Toutefois les répulsions dues à la caséine, notamment, ne suffisent pas à éviter la coalescence occasionnelle des globules, c’est-à-dire leur fusion : dans un liquide, les globules sont en mouvement incessants, à des vitesses variables ; ceux qui sont les plus rapides parviennent à se rencontrer et à fusionner en globules plus gros. Or plus les globules sont gros, plus les forces de répulsions deviennent faibles par rapport à la poussée d’Archimède. Progressivement les globules grossissent et montent : la crème s’établit à la surface de l’émulsion.
Quand on chauffe le lait, l’effet est encore plus rapide, car les globules sont eux-mêmes plus rapides : leurs chocs provoquent plus souvent leur fusion et, à température supérieure à 80 degrés, la caséine qui a coagulé ne protège plus les globules, et elle forme une couche continue à la surface du lait, la peau.
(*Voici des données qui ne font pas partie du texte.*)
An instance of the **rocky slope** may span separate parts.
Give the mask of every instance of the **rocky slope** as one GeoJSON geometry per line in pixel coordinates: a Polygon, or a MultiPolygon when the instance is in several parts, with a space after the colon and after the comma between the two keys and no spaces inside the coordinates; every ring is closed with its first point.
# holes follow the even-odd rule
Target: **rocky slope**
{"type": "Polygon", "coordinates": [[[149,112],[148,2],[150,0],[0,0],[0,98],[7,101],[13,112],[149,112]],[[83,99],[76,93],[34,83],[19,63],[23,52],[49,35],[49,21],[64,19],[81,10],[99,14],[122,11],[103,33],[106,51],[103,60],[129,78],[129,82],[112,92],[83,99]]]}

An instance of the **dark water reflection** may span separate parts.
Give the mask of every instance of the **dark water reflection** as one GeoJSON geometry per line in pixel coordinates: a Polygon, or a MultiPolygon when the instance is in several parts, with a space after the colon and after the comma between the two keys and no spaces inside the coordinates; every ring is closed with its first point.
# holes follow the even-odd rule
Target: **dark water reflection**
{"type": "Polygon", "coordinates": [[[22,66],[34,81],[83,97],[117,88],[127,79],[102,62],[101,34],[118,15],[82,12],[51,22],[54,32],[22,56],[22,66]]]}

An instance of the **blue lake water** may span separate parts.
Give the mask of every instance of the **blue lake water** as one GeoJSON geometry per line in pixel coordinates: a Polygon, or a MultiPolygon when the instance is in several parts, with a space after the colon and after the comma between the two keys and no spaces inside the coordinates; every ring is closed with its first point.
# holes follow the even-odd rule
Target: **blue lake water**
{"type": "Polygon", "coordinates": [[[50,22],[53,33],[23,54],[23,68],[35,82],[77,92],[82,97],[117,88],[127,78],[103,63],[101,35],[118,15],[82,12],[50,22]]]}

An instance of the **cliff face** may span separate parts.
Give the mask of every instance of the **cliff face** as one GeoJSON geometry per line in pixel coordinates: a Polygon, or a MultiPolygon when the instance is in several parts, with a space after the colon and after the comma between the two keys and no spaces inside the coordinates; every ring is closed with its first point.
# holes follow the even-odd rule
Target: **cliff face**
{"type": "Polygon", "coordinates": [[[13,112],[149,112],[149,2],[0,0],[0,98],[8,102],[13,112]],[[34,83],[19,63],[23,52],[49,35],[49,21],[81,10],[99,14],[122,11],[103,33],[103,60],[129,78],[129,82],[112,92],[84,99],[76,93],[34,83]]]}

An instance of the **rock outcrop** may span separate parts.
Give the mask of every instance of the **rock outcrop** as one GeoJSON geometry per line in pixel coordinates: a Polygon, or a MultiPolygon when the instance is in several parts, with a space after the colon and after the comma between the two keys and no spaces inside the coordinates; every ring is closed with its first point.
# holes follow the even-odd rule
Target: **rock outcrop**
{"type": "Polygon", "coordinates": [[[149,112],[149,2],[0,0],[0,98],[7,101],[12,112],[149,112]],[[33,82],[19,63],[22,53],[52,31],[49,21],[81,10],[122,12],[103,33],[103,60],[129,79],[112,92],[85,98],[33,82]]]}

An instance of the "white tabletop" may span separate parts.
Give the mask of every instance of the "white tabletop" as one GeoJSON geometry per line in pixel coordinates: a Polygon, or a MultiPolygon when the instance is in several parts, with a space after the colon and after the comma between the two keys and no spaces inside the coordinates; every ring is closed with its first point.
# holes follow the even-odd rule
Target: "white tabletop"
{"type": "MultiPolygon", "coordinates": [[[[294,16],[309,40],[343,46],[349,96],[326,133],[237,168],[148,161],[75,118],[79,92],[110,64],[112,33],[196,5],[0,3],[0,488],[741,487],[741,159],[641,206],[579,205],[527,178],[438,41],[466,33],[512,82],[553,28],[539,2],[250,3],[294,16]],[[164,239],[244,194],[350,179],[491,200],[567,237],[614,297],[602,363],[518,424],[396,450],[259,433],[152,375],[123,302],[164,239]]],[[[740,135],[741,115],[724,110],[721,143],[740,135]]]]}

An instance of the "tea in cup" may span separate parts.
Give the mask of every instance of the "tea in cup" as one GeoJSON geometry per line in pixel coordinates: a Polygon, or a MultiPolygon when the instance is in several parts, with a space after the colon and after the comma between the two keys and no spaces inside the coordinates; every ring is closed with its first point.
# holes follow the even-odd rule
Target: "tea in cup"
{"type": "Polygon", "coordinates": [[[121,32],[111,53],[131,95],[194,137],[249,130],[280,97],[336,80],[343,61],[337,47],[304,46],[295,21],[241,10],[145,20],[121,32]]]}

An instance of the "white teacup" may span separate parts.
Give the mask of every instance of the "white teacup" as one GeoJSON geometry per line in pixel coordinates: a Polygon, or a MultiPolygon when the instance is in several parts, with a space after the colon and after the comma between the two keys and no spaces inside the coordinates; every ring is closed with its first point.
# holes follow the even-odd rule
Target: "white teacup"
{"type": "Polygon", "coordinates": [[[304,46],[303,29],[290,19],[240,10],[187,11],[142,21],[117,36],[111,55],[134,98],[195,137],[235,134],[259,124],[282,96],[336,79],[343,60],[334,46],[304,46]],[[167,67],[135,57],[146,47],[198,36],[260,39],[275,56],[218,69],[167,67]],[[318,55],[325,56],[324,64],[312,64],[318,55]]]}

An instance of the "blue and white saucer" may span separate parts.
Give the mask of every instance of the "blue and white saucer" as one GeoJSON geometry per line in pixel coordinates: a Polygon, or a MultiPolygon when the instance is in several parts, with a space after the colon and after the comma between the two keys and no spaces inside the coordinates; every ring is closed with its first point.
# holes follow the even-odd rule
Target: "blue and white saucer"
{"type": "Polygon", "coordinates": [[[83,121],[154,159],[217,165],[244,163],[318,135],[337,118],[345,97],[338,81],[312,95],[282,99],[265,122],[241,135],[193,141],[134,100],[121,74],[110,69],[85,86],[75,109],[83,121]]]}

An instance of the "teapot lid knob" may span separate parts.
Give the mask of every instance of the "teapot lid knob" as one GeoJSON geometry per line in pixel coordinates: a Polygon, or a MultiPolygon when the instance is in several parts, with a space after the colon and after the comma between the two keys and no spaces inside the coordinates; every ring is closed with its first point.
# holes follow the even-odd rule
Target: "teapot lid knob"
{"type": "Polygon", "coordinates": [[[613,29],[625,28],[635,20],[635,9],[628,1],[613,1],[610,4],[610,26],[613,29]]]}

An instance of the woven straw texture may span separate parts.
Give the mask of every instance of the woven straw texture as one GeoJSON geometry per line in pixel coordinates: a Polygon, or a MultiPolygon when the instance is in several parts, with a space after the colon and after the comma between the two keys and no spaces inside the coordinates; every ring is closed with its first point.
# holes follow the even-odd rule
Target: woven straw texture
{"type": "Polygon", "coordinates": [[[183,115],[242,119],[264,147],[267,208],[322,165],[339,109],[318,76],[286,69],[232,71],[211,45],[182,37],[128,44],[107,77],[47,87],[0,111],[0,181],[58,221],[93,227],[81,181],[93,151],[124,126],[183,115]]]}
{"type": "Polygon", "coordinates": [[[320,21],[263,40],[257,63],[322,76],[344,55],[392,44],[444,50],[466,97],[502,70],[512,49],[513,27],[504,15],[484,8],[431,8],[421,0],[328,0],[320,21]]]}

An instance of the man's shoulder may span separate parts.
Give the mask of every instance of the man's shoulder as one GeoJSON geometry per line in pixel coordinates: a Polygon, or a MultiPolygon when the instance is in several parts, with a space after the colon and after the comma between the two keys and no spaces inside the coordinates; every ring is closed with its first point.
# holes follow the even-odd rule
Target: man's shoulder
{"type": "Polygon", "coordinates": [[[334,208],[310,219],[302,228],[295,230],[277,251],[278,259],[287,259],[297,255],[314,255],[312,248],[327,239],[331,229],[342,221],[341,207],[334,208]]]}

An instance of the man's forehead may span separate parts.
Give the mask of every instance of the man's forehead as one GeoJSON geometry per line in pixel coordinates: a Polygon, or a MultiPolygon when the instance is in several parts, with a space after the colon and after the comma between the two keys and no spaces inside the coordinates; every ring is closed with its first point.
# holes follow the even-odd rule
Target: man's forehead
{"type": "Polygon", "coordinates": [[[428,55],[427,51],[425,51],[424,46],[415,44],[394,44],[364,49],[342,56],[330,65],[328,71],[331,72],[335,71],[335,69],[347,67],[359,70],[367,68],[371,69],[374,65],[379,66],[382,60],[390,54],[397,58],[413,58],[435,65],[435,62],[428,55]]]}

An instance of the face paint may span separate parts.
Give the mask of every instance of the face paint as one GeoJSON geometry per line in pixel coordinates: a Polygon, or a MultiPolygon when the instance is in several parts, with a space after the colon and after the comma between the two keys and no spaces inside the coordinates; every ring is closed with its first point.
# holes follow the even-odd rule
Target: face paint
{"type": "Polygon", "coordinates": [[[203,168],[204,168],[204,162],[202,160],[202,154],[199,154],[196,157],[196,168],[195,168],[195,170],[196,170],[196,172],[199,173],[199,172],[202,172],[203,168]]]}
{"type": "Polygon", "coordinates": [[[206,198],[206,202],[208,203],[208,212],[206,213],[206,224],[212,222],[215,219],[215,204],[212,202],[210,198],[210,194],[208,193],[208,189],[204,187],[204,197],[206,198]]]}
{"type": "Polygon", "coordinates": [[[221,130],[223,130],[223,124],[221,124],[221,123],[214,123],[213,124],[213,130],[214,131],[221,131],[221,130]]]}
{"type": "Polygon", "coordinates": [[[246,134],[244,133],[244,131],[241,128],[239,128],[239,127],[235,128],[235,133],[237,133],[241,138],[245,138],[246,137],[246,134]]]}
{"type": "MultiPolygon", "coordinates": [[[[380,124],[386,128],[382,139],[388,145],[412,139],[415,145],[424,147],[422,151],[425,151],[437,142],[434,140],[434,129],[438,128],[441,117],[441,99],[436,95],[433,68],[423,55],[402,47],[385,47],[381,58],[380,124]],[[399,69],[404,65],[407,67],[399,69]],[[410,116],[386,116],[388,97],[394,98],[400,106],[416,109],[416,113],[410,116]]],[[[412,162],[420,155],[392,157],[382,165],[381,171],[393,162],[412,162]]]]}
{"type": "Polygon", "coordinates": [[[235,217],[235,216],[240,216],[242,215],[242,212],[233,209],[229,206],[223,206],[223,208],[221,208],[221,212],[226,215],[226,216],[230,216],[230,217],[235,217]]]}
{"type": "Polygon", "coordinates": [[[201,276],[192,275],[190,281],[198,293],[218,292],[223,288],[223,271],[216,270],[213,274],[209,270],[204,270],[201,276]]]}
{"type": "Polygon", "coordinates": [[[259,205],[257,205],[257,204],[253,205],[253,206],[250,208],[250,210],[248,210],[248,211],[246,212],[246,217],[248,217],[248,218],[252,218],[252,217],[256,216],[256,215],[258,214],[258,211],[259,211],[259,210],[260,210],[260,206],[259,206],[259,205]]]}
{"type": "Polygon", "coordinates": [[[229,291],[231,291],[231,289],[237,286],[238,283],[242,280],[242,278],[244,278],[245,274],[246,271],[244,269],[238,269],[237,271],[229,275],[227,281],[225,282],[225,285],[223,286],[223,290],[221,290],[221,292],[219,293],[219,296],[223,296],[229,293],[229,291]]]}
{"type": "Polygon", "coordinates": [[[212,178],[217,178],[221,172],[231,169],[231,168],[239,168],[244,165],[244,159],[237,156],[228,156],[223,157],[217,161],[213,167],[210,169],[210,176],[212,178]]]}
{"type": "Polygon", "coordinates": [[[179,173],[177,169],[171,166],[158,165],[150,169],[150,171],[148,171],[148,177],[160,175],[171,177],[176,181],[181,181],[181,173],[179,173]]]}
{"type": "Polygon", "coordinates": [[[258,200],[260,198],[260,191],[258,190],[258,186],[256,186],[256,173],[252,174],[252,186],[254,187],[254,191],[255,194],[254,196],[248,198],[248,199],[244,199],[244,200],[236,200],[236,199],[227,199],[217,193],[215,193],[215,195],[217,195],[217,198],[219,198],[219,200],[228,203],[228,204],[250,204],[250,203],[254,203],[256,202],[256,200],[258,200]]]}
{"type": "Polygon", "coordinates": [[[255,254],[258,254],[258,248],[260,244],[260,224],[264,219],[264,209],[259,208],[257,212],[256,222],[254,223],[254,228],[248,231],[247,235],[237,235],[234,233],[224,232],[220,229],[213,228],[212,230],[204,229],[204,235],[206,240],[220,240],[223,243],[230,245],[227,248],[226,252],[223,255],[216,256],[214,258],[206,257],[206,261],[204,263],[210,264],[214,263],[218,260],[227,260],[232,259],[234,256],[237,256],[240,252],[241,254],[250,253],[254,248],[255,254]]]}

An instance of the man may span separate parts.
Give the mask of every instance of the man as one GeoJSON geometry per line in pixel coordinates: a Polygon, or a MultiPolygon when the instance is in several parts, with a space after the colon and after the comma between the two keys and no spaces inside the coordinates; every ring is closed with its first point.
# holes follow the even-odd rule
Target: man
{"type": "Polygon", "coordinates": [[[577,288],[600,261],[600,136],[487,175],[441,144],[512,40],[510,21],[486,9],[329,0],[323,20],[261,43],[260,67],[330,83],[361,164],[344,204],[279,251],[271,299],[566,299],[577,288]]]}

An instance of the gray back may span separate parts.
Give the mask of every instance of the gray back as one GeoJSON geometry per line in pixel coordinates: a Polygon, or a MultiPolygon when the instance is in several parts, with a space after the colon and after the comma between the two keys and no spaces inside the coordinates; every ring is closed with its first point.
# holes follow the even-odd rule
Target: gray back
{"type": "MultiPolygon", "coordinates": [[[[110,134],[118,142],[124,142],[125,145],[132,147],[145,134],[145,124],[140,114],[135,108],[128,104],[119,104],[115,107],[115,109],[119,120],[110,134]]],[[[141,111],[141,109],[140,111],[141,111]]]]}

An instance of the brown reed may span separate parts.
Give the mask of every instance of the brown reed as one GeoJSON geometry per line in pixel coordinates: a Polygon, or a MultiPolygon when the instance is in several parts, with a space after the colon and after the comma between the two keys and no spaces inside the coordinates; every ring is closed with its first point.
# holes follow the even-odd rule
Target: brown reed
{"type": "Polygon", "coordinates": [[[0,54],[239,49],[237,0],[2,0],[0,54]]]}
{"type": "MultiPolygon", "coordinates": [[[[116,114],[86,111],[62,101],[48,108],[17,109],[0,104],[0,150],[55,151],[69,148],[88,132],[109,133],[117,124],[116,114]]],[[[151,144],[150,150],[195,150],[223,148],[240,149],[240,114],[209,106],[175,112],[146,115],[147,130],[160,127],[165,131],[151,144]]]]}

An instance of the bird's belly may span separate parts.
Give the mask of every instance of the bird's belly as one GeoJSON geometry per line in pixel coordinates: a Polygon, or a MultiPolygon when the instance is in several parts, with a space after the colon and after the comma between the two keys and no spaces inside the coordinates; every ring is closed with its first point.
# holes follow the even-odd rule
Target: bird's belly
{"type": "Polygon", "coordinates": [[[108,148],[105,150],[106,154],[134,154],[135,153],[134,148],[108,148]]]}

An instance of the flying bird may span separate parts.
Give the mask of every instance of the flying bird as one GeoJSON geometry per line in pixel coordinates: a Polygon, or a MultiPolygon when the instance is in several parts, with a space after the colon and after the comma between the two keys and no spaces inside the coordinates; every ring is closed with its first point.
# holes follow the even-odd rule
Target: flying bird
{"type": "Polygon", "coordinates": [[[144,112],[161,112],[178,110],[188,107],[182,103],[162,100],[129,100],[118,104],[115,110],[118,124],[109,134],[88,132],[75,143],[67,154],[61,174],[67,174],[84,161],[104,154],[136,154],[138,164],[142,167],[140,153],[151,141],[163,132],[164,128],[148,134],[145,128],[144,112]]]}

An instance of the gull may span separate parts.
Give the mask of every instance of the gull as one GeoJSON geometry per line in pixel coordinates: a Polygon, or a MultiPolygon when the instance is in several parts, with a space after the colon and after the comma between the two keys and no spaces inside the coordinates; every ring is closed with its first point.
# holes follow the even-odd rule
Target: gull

La vapeur d’eau qui se forme au fond de la casserole, progressivement piégée sous la peau, soulève cette dernière… et verse sur la cuisinière.
(extrait de les secrets de la casserole d’Hervé This.)
Quand on pèle ou quand on coupe une pomme, sa surface, initialement blanche, brunit en quelques minutes. Les abricots, les poires, les cerises et les pêches ne brunissent pas, mais pis ! Ils noircissent. Les bananes et les pommes de terre rosissent avant de brunir. En revanche, les citrons, les oranges ne brunissent pas. Leur acidité naturelle les protègeraient-elle ?
Absolument.
Si certains fruits brunissent quand on les coupe, c’est parce que le couteau endommage certaines des cellules dont ils sont composés, libérant leur contenu et, notamment, des enzymes qui y étaient enfermés dans des compartiments spéciaux.
Plus précisément, des enzymes nommées polyphénolases oxydent les molécules de polyphénols incolores des fruits en composés de type ortho-quinone, qui se réarrangent, subissent une oxydation et polymérisent en mélanine colorée (la mélanine est la molécule qui nous fait paraître d’une belle couleur bronzée quand nous nous sommes exposés au soleil).
L’acidité retarde ces réactions, car elle limite l’action des enzymes ; en outre, l’acide ascorbique des citrons et des autres fruits de la même famille (oranges, pamplemousses…) est un anti-oxydant.
Deux raisons pour laquelle on a avantage à arroser de citron la surface des fruits coupés pour leur conserver leur couleur d’origine.